Corría el mes de diciembre de 1994, penúltimo día del
año y había que despedirlo.
Programó con
sus tres amigos más íntimos del secundario y partió rumbo a tener una noche de
éxtasis. Nunca pensó que la misma se convertiría en tragedia ni que sería el
único sobreviviente del grupo.
Una
bengala encendida por un fanático de la banda, una chispa que incendió
inmediatamente el techo, un humo que hacía el lugar irrespirable y como
corolario, las puertas de salida cerradas con llave para evitar el ingreso de
gente sin entrada. Un cóctel perfecto.
Los gritos suplantaron la música, la desesperación era
esta vez la que hacía vibrar el estadio. Por fuera el desconcierto, corridas,
frustración, empujones y golpes para tirar las puertas, todo en vano. La muerte
ya había dicho presente y había empezado a cobrar sus víctimas.
Ciento noventa y cuatro jóvenes muertos y más de mil
cuatrocientos heridos.
Después vinieron las culpas, los peritajes, las
prohibiciones y destitución del jefe comunal. Pero los que se fueron, nunca más
volvieron, los corazones de luto siguieron palpitando angustia y el año se
despidió con tragedia que no con alegría.

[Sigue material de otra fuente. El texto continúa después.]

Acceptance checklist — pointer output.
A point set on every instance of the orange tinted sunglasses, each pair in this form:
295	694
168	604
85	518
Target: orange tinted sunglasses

Y ahí estaba Juan, respondiendo el reportaje treinta
un años después del fatídico día, queriendo abrazar a ese adolescente que vio
partir a sus amigos y quedó con una herida en su alma que no cicatrizaría
jamás.
En la mesa de
luz, un portarretrato con los cuatro amigos riendo, da un marco de tristeza a
una charla que surgió a manera de homenaje.